According to the Audubon Society Encyclopedia of North American Birds, man’s vision is about equal to a bird’s, but birds have faster vision. They are quicker at picking up details.

With a single glance a bird can see as much as a human who has to scan the whole field of vision, piece by piece. And birds are better at detecting movement than us.

Some of that advantage belongs to the size of a bird’s eyes. Depending on the bird, its eyes are the largest part of its head and often weigh more than its brain.

An adult human brain weighs about three pounds, an eye about a quarter of an ounce. Imagine us with a pair of eyes as big and heavy as our brain. That’s the stuff of bad science fiction movies.

One advantage we have is the ability to move our eyes without turning our head. Most birds cannot do that. They make up for it by having an incredible field of vision.

Pigeons, for example, have a total view of about 340 degrees. They can see almost everywhere around them except directly behind their head. That helps them avoid raptors – hawks and eagles – which have their eyes close together so they can focus on what’s in front of them, what they are trying to catch.
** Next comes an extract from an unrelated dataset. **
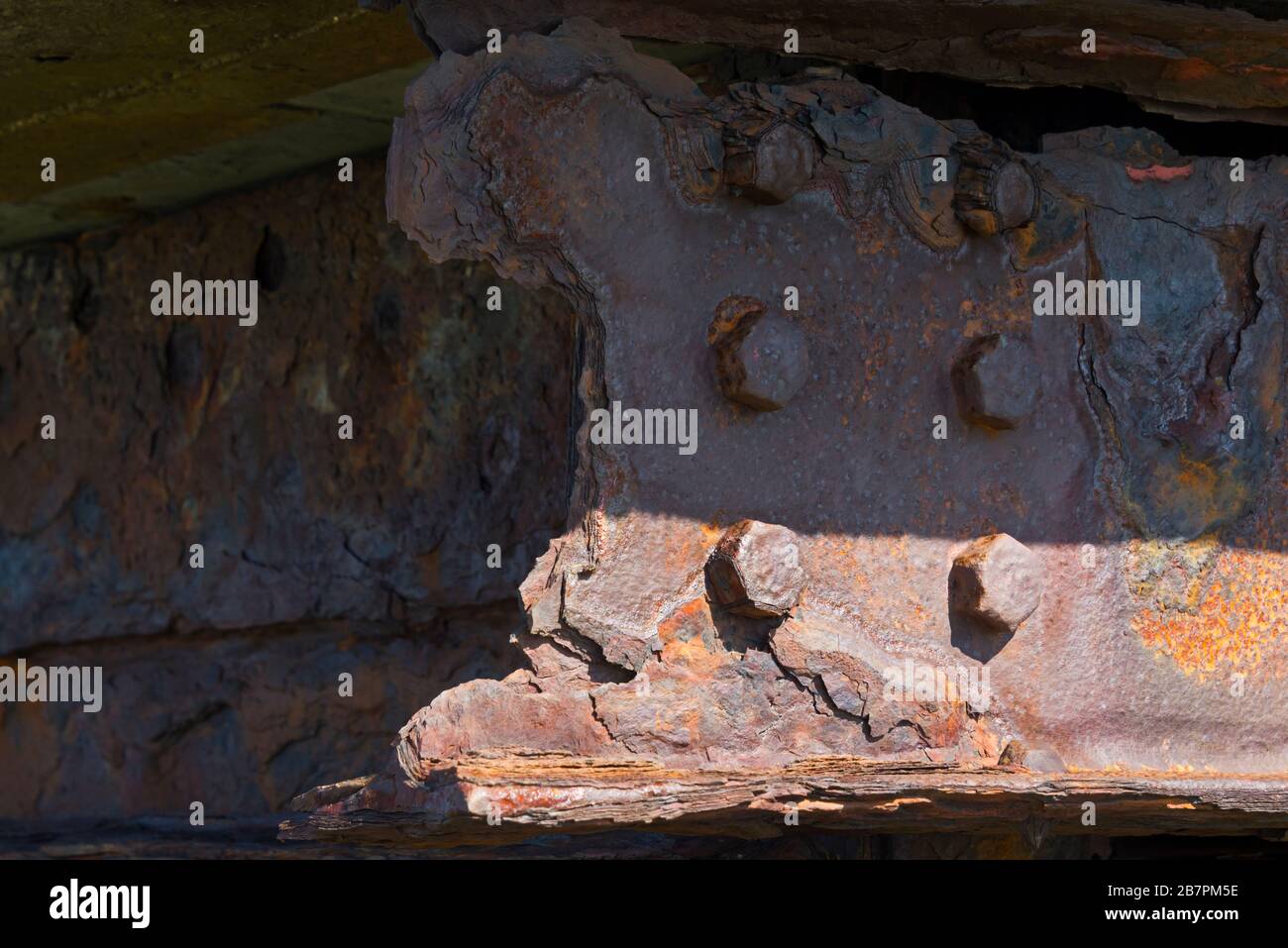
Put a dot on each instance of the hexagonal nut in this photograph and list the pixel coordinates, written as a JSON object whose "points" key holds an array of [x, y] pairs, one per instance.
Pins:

As a trade-off, raptors lack the side or peripheral vision that pigeons need.

When it comes to finding small objects like seeds, insects or fruit, birds rely on the cones and rods in the back of their eye.

So this doesn’t begin to sound like a visit to the eye doctor, let’s just say that one type of cells (cones) in a bird’s eyes enable it to see colors and sharp images in bright light. Another type of cells (rods) help birds like owls see at night or in low light conditions.

And another part of the bird’s retina magnifies images. It contains from twice as many to five times as many cells as in the same part of a human’s retina.

Put it all together – increased field of vision, large eye size and retina composition – and it explains how a flying gull can see a motionless piece of bread on a sidewalk or a crawling crayfish in a couple inches of water.

It must work because when was the last time you saw a bird wearing eyeglasses?